The photoinduced electrons in the CB of AgBr could easily be shifted to the Fermi level of Ag nanoparticles. Interestingly, the photo-corrosion of AgBr at the interface between AgBr and β-MnO2 under visible light irradiation results in the formation of metallic Ag nanoparticles. As the Fermi level of Ag −0.4 V (vs. NHE)[56,72] shifts from −0.02 V (vs. NHE) to an energy level greater than the usual redox potential of O2/O2•– (−0.33 V vs. NHE), the transferred electrons on the surface of AgBr nanoparticles may then react with absorbed oxygen to produce –•O2,[56,73−75] which might further react directly with the compound to give the degradation products, whereas the holes in the VB of β-MnO2 could directly oxidize the organic compound.

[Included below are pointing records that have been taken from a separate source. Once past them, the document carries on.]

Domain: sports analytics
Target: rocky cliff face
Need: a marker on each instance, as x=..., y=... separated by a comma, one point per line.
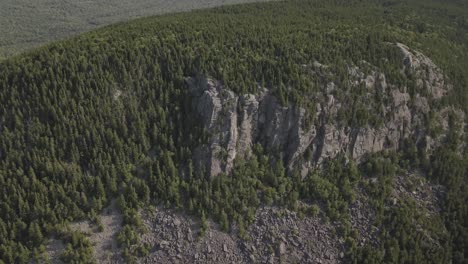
x=236, y=122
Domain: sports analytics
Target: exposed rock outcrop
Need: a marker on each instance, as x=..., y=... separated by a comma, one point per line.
x=236, y=122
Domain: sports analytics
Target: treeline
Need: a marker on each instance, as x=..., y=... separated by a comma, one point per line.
x=107, y=115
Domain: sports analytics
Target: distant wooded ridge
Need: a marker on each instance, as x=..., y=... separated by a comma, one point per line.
x=30, y=23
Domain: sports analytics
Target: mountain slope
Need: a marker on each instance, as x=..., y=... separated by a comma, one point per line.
x=27, y=24
x=309, y=105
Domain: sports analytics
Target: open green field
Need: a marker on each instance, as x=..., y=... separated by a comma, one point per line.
x=29, y=23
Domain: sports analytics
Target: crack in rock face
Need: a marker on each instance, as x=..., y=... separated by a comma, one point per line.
x=235, y=122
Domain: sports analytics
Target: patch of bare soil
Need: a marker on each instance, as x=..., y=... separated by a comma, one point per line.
x=277, y=235
x=106, y=249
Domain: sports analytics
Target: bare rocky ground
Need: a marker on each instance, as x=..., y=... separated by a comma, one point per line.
x=106, y=249
x=277, y=235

These results are consistent with the trapping experiment, which showed that adding IPA as an •OH scavenger did not affect the degradation process, while adding BQ/EDTA as –•O2 and h + drastically affects the degradation rate (Figure ).

Conclusions

In conclusion, Z-scheme AgBr/β-MnO2 nanocomposites were effectively produced using a simple in-situ precipitation process used in the photocatalytic decomposition of organic compounds in water using visible light (>420 nm). Different techniques were used to investigate the as-made photocatalyst’s structure, morphology, surface, and optical properties. Under visible light irradiation, the synthesized nanocomposite AgBr/β-MnO2 showed better activity for the photodecomposition of MB, RhB, and paracetamol compared with pure AgBr and β-MnO2. Of these, the nanocomposite AgBr/β-MnO2 with 0.2 M AgBr onto β-MnO2 showed the highest activity. Furthermore, radical trapping tests demonstrated the Z-scheme photodegradation of the compounds under investigation using the as-obtained AgBr/β-MnO2 nanocomposite. Besides, the photo-corrosion of AgBr nanoparticles was significantly reduced due to the effective transfer of electrons between AgBr and β-MnO2. This work may give more insights into the understanding of the mechanism for the degradation of organic compounds with AgBr/β-MnO2 composites via Z-scheme heterostructure design. In addition, the visible light-mediated anticancer activity of AgBr/β-MnO2 was carried out on A549 lung cancer cell lines. The MTT assay indicated higher anticancer activity (cell viability = 30%) upon irradiation compared to dark (cell viability = 45%) on treatment with 200 μg/mL of 0.2 AgBr/β-MnO2. This may be due to the generation of a higher level of ROS in vitro over irradiated AgBr/β-MnO2, leading to cell cytotoxicity. A more mechanistic investigation of its potential activity is currently underway in our laboratory. This approach offers several advantages such as the use of visible light, short reaction time, use of a smaller amount of the photocatalyst, high degradation efficiency, utilization of air as the oxidant, use as an anticancer agent, and ease of catalyst recycling without reduction in the degradation efficiency.